Estudar diferentes regiões da Antártica, um continente isolado e relativamente pouco explorado, pode trazer respostas a diversas questões da atualidade. Apoiados por militares da Marinha do Brasil (MB), cientistas brasileiros atuam no ambiente austral desvendando enigmas ambientais, sociais e tecnológicos, em um cenário que sofre, sobremaneira, com as mudanças climáticas globais.

Tais mudanças impactam os organismos que ali vivem, sendo muitos deles endêmicos (que só ocorrem nesta região). E é por isso que o grupo de pesquisa do professor Luiz Henrique Rosa, doutor em Microbiologia, pesquisador titular do Departamento de Microbiologia da Universidade Federal de Minas Gerais, estuda esses organismos como modelos/sentinelas dos efeitos dessas variações climáticas.

“A cada ano, estamos vendo que a península Antártica está ficando mais verde, proliferando mais organismos porque está aquecendo, bem como as geleiras cada vez mais se retraindo. Então, nossos estudos servem para alertar a humanidade e os tomadores de decisões governamentais que esse descongelamento da Antártica certamente vai impactar de várias formas o Brasil e o mundo”, explicou o professor Luiz Rosa.

Segundo ele, a depender dos impactos, podem ocorrer, no Brasil, pragas agrícolas ou mesmo doenças, pois muitos organismos desconhecidos habitam a Antártica e lá estão congelados e dormentes. “O conhecimento da biologia destes organismos pode nos dar vantagens preventivas, caso algum problema surja devido ao inevitável aquecimento da região”, acrescentou o pesquisador.

Sobre o Programa

Essa pesquisa acontece graças ao mais longevo programa científico do País, o Programa Antártico Brasileiro (PROANTAR), que completou 43 anos de existência no último domingo (12).
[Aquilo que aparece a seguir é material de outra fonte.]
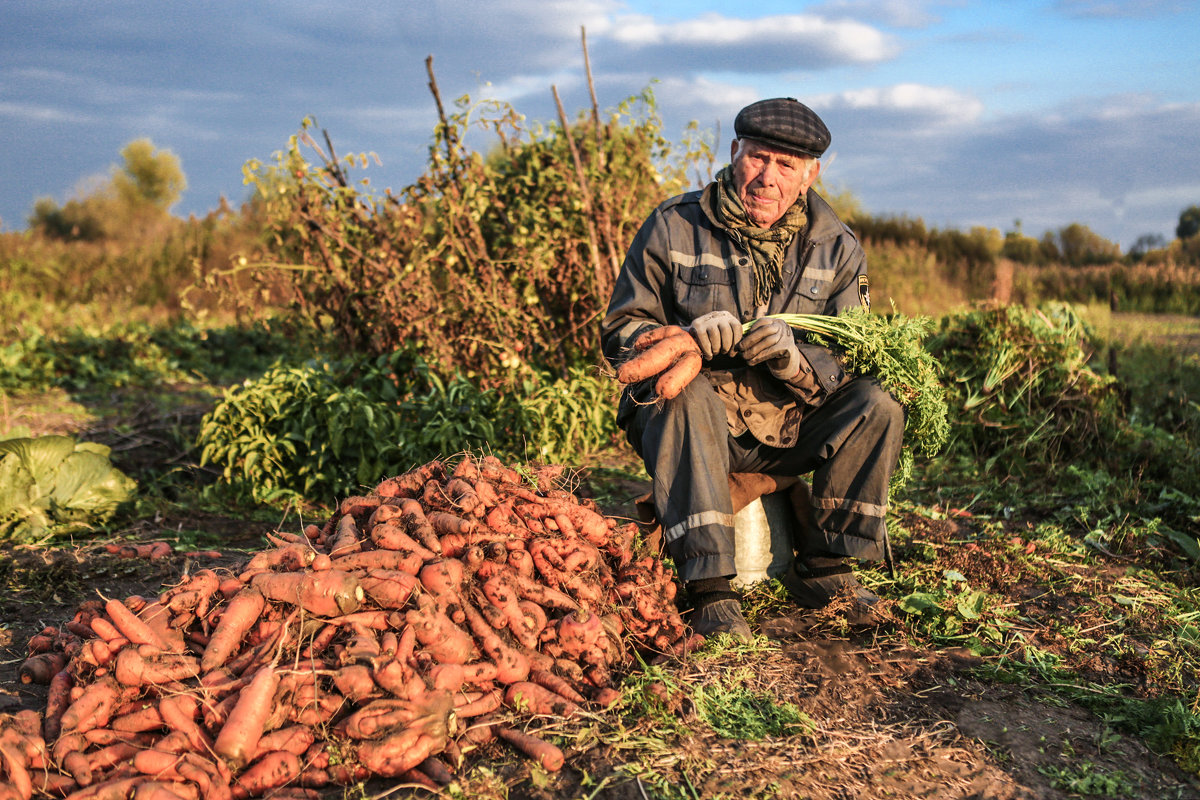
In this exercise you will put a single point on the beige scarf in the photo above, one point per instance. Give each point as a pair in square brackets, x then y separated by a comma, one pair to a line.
[767, 245]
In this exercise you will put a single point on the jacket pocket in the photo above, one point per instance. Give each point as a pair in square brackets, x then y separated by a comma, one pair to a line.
[705, 284]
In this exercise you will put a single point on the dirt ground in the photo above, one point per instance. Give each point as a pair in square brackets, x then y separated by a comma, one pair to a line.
[887, 720]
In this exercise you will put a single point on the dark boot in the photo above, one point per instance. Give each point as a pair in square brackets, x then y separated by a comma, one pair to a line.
[814, 582]
[720, 617]
[717, 608]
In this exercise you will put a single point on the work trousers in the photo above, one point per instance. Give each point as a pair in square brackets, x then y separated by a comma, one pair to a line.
[850, 443]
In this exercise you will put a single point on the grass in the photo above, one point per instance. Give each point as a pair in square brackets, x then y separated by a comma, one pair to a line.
[1073, 590]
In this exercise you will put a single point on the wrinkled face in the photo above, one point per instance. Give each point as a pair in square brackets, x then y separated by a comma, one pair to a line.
[769, 180]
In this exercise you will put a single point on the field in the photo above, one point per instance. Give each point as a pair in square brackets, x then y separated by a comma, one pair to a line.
[1039, 648]
[252, 370]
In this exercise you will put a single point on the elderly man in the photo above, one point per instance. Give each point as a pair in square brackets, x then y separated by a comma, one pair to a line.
[756, 241]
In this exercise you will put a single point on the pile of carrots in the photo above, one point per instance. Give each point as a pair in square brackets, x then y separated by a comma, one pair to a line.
[451, 607]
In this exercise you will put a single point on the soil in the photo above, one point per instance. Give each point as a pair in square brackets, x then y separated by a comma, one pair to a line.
[885, 719]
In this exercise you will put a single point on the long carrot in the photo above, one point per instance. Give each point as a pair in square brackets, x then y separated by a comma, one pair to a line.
[655, 360]
[657, 335]
[239, 735]
[239, 617]
[545, 753]
[270, 771]
[673, 380]
[131, 626]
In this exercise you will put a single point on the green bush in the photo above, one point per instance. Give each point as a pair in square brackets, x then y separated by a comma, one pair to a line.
[138, 354]
[52, 483]
[324, 431]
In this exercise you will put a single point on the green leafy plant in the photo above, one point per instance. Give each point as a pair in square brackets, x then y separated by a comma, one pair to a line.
[333, 428]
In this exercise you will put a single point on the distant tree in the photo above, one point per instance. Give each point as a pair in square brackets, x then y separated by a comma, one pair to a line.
[1144, 244]
[1049, 247]
[136, 197]
[149, 178]
[1021, 248]
[76, 220]
[1079, 245]
[1189, 223]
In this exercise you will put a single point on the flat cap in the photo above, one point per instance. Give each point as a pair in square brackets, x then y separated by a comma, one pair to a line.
[784, 122]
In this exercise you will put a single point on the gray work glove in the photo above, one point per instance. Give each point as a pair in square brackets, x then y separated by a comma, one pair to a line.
[771, 341]
[717, 332]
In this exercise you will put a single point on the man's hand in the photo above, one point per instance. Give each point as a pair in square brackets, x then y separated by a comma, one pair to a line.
[771, 341]
[715, 332]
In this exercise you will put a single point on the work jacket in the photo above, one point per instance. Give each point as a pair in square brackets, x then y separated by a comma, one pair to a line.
[684, 264]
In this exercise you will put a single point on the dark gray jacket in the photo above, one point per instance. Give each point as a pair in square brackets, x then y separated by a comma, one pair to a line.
[683, 264]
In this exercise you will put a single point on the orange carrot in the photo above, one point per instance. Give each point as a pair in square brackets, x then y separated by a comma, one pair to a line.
[417, 524]
[94, 707]
[270, 771]
[346, 539]
[397, 753]
[657, 335]
[447, 523]
[403, 560]
[329, 593]
[390, 537]
[287, 557]
[388, 588]
[358, 505]
[442, 638]
[355, 681]
[535, 698]
[238, 739]
[463, 495]
[135, 669]
[545, 753]
[239, 617]
[145, 719]
[179, 711]
[673, 380]
[131, 626]
[294, 739]
[655, 360]
[511, 665]
[556, 684]
[478, 703]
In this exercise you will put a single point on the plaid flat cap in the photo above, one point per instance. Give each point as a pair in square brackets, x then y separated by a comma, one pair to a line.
[784, 122]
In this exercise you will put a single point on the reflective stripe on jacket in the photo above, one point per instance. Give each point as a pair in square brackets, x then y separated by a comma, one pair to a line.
[682, 265]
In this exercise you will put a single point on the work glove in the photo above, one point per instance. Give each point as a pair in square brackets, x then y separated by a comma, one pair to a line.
[771, 342]
[717, 332]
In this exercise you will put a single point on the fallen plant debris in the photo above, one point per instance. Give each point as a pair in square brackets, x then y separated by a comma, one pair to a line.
[451, 606]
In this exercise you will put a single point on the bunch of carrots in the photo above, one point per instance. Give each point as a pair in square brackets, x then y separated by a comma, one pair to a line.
[669, 354]
[447, 609]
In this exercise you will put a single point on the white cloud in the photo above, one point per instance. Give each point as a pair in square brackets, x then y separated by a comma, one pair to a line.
[844, 41]
[909, 101]
[36, 113]
[897, 13]
[1120, 8]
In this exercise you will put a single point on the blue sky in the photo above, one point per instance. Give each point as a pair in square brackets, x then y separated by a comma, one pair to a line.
[958, 112]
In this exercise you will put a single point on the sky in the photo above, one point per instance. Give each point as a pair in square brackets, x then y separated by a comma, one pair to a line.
[1007, 114]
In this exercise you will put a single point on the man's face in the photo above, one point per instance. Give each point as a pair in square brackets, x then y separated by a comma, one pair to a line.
[769, 180]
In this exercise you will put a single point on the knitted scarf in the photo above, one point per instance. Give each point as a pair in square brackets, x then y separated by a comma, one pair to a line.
[767, 245]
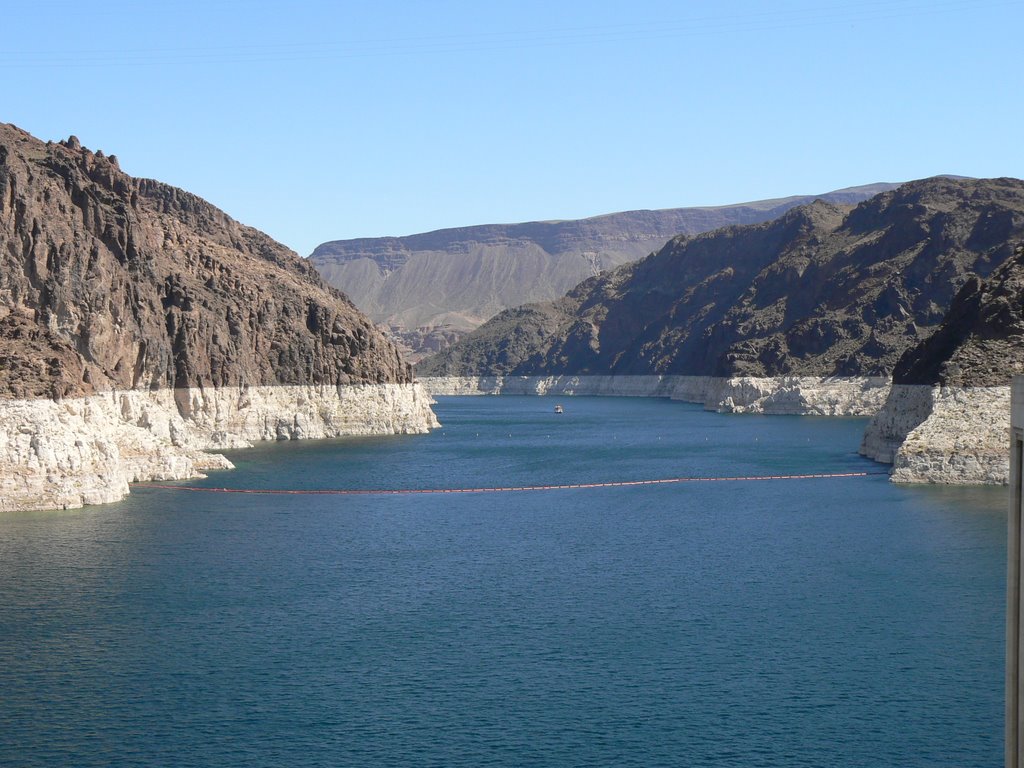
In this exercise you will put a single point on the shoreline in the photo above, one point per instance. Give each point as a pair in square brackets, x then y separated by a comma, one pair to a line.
[928, 434]
[82, 451]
Tendo à sua frente a Secretaria da Comissão Interministerial para os Recursos do Mar (SECIRM), da MB, o PROANTAR tem sido fundamental para que o País tenha protagonismo nos estudos sobre a região e seus fenômenos naturais, que atingem todo o planeta, influenciando o clima e as condições de vida, especialmente no Hemisfério Sul.

Criado em 12 de janeiro de 1982, o PROANTAR tem por objetivo compreender esses fenômenos que lá ocorrem, que tenham repercussão global e, em particular, sobre o território brasileiro; e garantir ao País a condição de Membro Consultivo do Tratado da Antártica, que assegura a plena participação do Brasil nos processos decisórios relativos ao futuro do Continente Branco.
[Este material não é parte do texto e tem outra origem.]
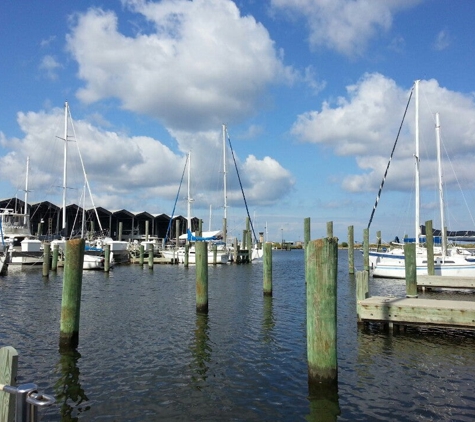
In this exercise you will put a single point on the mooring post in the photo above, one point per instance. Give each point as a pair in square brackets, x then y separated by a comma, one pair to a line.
[411, 269]
[267, 268]
[46, 259]
[430, 248]
[8, 374]
[351, 250]
[321, 277]
[54, 261]
[362, 290]
[366, 249]
[71, 298]
[201, 257]
[150, 257]
[107, 257]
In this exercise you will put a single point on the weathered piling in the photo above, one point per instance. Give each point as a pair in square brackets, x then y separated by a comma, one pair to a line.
[54, 260]
[201, 257]
[141, 254]
[430, 248]
[351, 250]
[411, 269]
[71, 298]
[366, 249]
[321, 277]
[46, 259]
[267, 268]
[107, 257]
[362, 290]
[150, 257]
[8, 374]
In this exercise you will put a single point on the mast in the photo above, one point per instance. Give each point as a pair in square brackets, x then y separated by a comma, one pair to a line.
[26, 218]
[225, 216]
[65, 167]
[417, 161]
[441, 189]
[188, 217]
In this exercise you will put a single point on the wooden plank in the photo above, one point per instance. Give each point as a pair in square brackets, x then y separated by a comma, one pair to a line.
[439, 281]
[8, 373]
[418, 311]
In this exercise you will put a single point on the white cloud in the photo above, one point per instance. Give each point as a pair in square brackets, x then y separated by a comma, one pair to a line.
[366, 121]
[49, 64]
[202, 63]
[344, 25]
[443, 40]
[133, 172]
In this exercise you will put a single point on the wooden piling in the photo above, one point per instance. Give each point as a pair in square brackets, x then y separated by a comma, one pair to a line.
[54, 261]
[351, 250]
[46, 259]
[8, 374]
[321, 277]
[71, 298]
[107, 257]
[411, 270]
[430, 248]
[267, 268]
[201, 257]
[366, 249]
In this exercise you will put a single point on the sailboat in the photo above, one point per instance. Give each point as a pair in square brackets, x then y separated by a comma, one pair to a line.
[447, 261]
[92, 261]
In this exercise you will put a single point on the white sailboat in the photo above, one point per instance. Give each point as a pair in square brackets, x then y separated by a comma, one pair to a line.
[447, 261]
[91, 261]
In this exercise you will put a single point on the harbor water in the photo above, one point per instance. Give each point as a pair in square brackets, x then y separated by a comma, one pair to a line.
[145, 354]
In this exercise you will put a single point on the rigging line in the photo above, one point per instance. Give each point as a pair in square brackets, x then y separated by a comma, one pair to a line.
[242, 189]
[390, 158]
[176, 200]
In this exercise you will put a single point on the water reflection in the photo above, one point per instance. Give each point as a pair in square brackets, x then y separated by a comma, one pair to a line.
[69, 393]
[200, 349]
[324, 405]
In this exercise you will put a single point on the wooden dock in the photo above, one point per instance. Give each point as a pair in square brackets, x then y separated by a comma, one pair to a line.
[397, 311]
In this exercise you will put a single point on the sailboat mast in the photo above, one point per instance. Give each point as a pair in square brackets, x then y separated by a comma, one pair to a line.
[65, 166]
[225, 183]
[441, 189]
[26, 219]
[188, 216]
[417, 161]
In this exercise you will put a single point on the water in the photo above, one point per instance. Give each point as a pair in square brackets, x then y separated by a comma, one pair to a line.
[145, 355]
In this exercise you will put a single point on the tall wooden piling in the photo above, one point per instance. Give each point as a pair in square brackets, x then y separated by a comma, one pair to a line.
[46, 259]
[201, 257]
[321, 277]
[267, 268]
[430, 248]
[54, 261]
[366, 249]
[71, 298]
[107, 257]
[8, 374]
[411, 269]
[351, 250]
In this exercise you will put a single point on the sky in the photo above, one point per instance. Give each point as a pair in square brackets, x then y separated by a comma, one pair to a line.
[312, 93]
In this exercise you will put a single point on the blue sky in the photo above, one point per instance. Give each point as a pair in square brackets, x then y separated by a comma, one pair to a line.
[312, 93]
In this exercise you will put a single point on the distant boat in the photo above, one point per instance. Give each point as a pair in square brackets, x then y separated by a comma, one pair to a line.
[447, 261]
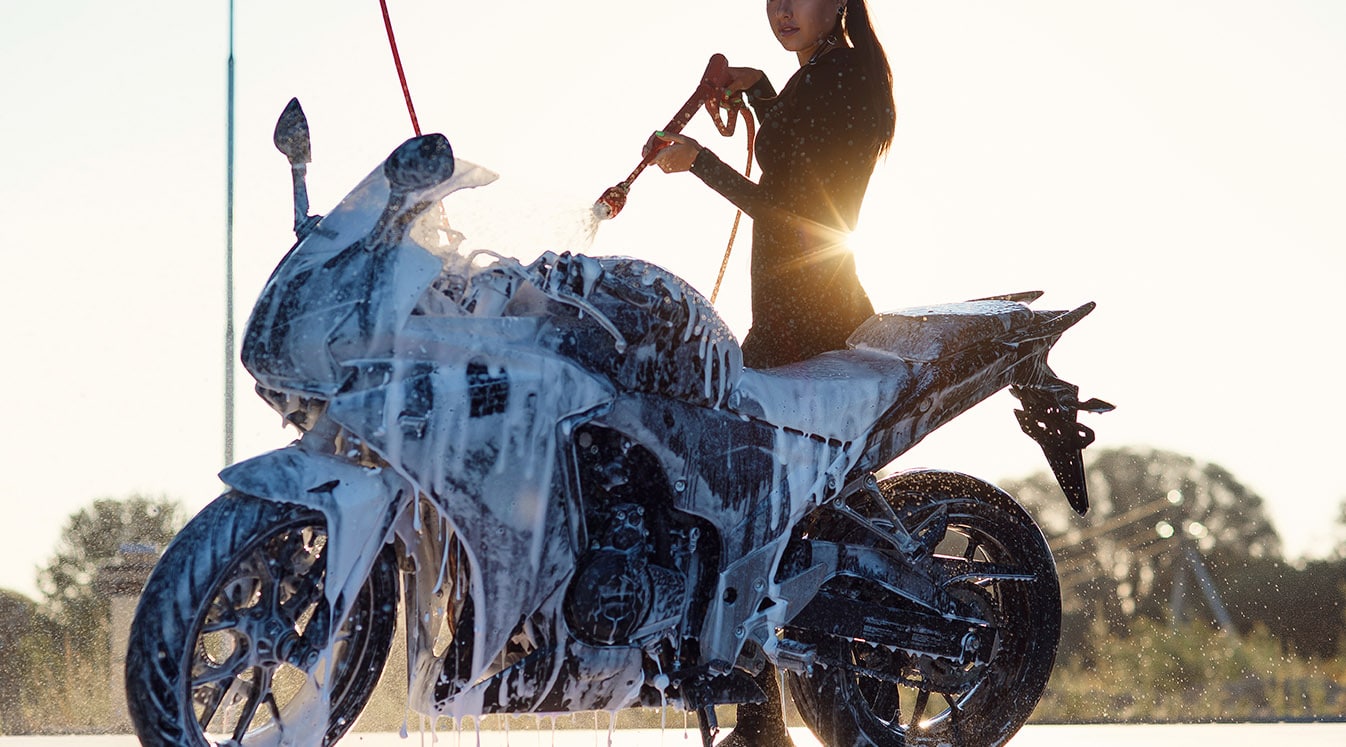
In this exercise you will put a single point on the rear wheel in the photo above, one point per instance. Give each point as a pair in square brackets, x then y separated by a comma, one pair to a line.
[870, 695]
[232, 642]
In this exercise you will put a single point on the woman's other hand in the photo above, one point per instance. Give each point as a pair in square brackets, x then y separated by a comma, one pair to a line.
[676, 154]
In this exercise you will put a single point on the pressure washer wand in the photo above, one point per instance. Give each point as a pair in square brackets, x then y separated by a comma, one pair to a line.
[708, 93]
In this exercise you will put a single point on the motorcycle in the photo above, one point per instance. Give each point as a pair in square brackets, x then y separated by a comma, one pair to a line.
[586, 502]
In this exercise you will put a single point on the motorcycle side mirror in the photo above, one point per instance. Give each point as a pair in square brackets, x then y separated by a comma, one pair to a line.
[291, 139]
[291, 136]
[419, 163]
[416, 164]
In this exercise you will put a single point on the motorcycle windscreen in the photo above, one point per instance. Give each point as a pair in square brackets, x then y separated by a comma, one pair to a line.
[343, 292]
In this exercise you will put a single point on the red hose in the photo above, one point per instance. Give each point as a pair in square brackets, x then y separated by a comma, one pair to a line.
[397, 61]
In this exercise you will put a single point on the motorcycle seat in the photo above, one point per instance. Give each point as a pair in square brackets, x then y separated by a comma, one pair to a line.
[837, 395]
[841, 393]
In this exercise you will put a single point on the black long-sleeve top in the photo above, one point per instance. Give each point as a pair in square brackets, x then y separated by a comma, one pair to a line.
[817, 146]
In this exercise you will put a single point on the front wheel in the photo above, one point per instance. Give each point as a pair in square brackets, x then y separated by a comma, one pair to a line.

Pesquisas na Estação Antártica Comandante Ferraz

Para apoiar a pesquisa do Professor Luiz Rosa e outras pesquisas de diferentes áreas do conhecimento, a MB mantém, no continente gelado, a Estação Antártica Comandante Ferraz (EACF), que completará em fevereiro 41 anos de existência. Localizada na Ilha Rei George, Baía do Almirantado, a EACF reúne militares e pesquisadores que se dedicam a decifrar os enigmas do ecossistema antártico, em busca de descobertas científicas que só poderiam ser realizadas na região.

A EACF tem a capacidade de acomodar até 64 pessoas, com notável qualidade de instalações e eficiência energética, o que possibilita pesquisas em uma plataforma ambientalmente sustentável, segura e confortável.
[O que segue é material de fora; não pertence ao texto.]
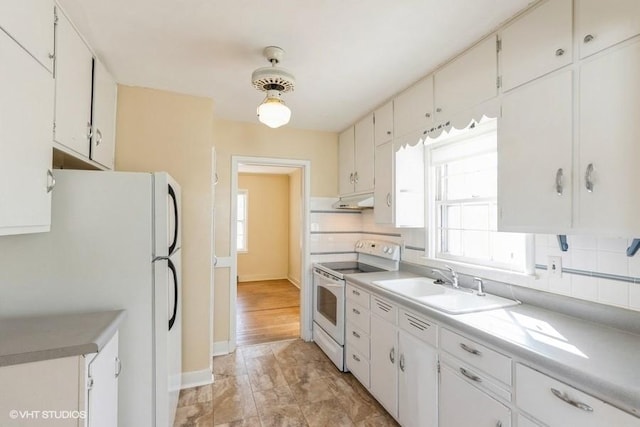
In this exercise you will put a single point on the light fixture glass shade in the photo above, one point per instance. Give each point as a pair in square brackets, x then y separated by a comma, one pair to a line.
[273, 112]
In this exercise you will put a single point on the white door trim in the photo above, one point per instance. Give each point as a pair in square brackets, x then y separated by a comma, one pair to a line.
[306, 288]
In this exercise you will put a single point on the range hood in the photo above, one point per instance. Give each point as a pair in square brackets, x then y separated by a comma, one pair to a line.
[360, 201]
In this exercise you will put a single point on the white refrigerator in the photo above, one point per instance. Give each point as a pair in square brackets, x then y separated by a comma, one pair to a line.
[114, 244]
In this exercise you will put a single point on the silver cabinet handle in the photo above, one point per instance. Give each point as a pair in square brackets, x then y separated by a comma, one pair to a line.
[588, 178]
[470, 349]
[471, 376]
[559, 186]
[118, 367]
[565, 398]
[51, 181]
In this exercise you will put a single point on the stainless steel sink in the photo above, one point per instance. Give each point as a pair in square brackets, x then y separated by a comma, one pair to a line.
[444, 298]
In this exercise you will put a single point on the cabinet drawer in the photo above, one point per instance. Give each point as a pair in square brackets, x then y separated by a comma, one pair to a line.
[359, 366]
[420, 327]
[358, 339]
[358, 295]
[358, 316]
[477, 355]
[557, 404]
[384, 309]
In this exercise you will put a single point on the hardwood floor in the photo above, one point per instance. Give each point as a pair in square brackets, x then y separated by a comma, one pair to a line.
[267, 311]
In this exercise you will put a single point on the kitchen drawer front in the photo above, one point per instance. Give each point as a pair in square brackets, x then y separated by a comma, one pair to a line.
[478, 378]
[359, 366]
[557, 404]
[358, 316]
[359, 340]
[357, 295]
[384, 309]
[418, 326]
[477, 355]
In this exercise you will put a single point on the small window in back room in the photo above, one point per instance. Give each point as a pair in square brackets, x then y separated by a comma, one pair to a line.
[241, 229]
[464, 202]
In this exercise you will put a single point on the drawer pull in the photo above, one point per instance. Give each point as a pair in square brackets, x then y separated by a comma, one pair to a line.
[470, 349]
[570, 401]
[471, 376]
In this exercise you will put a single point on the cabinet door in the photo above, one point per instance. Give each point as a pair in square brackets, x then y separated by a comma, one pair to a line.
[103, 139]
[467, 81]
[383, 192]
[601, 24]
[462, 404]
[413, 108]
[104, 368]
[26, 119]
[609, 135]
[537, 43]
[73, 72]
[364, 153]
[383, 123]
[535, 156]
[384, 357]
[346, 160]
[30, 23]
[417, 382]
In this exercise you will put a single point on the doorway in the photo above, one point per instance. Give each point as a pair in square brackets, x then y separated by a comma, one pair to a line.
[269, 292]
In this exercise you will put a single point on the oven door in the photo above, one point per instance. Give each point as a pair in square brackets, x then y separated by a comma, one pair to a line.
[328, 304]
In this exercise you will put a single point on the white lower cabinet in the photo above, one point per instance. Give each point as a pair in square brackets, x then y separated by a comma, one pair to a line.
[557, 404]
[463, 404]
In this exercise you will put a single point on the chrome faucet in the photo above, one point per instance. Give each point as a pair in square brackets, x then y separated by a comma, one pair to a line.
[454, 276]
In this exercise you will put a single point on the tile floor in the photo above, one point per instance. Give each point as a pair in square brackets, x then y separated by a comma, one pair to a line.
[286, 383]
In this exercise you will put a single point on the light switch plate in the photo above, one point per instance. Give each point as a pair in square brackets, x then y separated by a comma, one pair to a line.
[554, 266]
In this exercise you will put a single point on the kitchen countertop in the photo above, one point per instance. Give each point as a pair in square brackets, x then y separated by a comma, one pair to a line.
[36, 338]
[598, 359]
Contando com o apoio da EACF, o grupo do qual participa o professor também estuda os organismos da Antártica como possíveis desenvolvedores de bioprodutos que podem ser úteis na economia e na sustentabilidade. “Alguns deles já demonstraram que são capazes de produzir herbicidas mais amigáveis e naturais, que poderiam ser utilizados no agronegócio para controlar pragas agrícolas, como ervas daninhas; ou na prevenção a doenças, por serem capazes de produzir antibióticos contra enfermidades tropicais que acometem o Brasil e o mundo”, explicou o professor Luiz.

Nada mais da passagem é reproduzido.